The most important line seems to be this one:

Error no kernel image is available for execution on the device at line 167 in file D:\ai\tool\bitsandbytes\csrc\ops.cu

No idea if there is anything I can do about it or not. :/

bmaltais commented 1 year ago

@Deejay85 Don't despair. It look like your card dows not support bitsandbytes for AdamW8bit. Change the optimizer to AdamW instead. That should get you passed this. If NVidia supported the same feature on all it's cards it would make things way simpler.

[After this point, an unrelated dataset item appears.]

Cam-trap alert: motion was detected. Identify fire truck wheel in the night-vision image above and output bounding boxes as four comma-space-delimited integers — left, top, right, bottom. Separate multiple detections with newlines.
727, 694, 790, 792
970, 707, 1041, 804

Deejay85 commented 1 year ago

How do you know what my graphics card can support? Also discovered something interesting...I updated my drivers...but didn't reboot my computer. I couldn't even pull the Nvidia control panel up. Did a restart...and it didn't fix anything. Well...I tried at least. @_@

Anyway, did try AdamW, and when that didn't work, I tried the rest of them...none of them worked. To make it easier I will just include the instance where I ran AdamW. Also...github really needs a spoiler tag to compress long sections of code.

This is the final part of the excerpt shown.